Kingsman é uma franquia safada, e que consegue ser safada de um jeito bem legal. O primeiro filme pegou todo mundo de surpresa, você vai esperando mais um filme de espionagem qualquer, e de repente tá lá Colin Firth arrebentando uma galera na porrada, usando um guarda-chuva. Rebelde e sem vergonha nenhuma de todos os seus absurdos, Kingsman foi um sopro de criatividade no gênero. Uma guardachuvada na cara de criatividade. Então a sequência tinha a missão de manter esse espírito e também de manter o nível, expandindo o universo – e dessa vez sem a carta da surpresa do seu lado. E foi bem sucedido nisso? É, mais ou menos.

Kingsman: O Círculo Dourado realmente expande o universo da franquia, introduzindo os Statesman, o braço americano da organização secreta, com chapéus de cowboy, armas desnecessariamente grandes, bebidas e todo o estilo “hell yeah” de vida, que foi uma ideia, pra mim, espetacular para uma sequência. O problema é, parece que pegaram todas as ideias que tinham e colocaram ali juntas, sem perder muito tempo em filtrar e desenvolver melhor elas.

 

 

Uma forma deixar isso mais claro, é falando dos personagens. O Círculo Dourado tem os personagens principais do primeiro filme, mais alguns personagens ressuscitados do primeiro filme e também a volta de personagens pequenos do primeiro filme, que você não esperava ver de novo. Nisso você adiciona agora Channing Tatum, Pedro Pascal, Jeff Bridges, Julianne Moore, Halle Berry e mais alguns personagens menores. E Elton John, como ele mesmo. O resultado é um filme mais longo do que deveria, e que mesmo assim não consegue aproveitar nem metade do elenco. E ainda arrumaram espaço pra uma versão do Trump, abrindo a temporada de filmes onde a figura do presidente americano deixa de ser o cara que pilota o próprio avião, mata os bandidos, fala frases de efeito e salva o mundo, para um completo idiota que não tem ideia do que está fazendo. Já sinto saudades da versão antiga.

 

 

Só que o charme do primeiro filme ainda está lá. É um charme reciclado, mas ainda funciona. Enquanto o filme vai empilhando ideias, junto com suas piadinhas e cenas de ação deliciosamente exageradas pra tentar manter o ritmo, é no ato final que ele se encontra, quando deixa boa parte do excesso de novidades e personagens de lado, conseguindo se focar em uma coisa só, como deveria ter feito desde o início, e fazendo isso bem. E ai meu amigo, é pura diversão. Nível “Elton John dando voadora na cara de vagabundo” de diversão. Não chega a existir um equivalente à cena da igreja do primeiro filme, mas chega quase lá. E com uma cena em um festival de música pra mostrar que ainda existe rebeldia na franquia.

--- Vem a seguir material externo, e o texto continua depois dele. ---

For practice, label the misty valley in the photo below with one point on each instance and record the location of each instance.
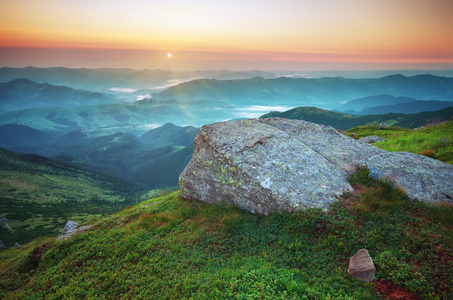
(84, 143)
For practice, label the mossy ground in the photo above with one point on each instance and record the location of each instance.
(435, 141)
(171, 248)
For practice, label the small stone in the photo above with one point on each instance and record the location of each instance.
(69, 227)
(371, 139)
(382, 125)
(361, 266)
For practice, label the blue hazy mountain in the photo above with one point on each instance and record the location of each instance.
(138, 113)
(20, 94)
(406, 107)
(104, 79)
(321, 92)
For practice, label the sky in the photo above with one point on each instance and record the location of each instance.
(228, 34)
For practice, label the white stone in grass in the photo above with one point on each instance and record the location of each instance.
(361, 266)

O Círculo Dourado é uma sequência que parece que teve mais entusiasmo no início da produção do que no processo de transformar todas as ideias em um filme mesmo. Mas a base construída pelo primeiro é sólida o suficiente pra mesmo uma versão mais morna continuar funcionando.

> Qual é a história?

Após sofrer um ataque que acaba com a Kingsman de Londres, os sobreviventes conhecem a versão americana da organização, os Statesman, se unindo para combater a nova ameaça mundial. E pra se vingar também, claro.

> Vale a pena assistir?

Kingsman: O Círculo Dourado cumpre o seu papel como uma boa expansão pra franquia, mesmo não sendo o seu melhor capítulo. Pode não conseguir entregar tanto quanto o primeiro filme, mas o que ele entrega continua sendo divertido e totalmente sem vergonha. Sorte nossa.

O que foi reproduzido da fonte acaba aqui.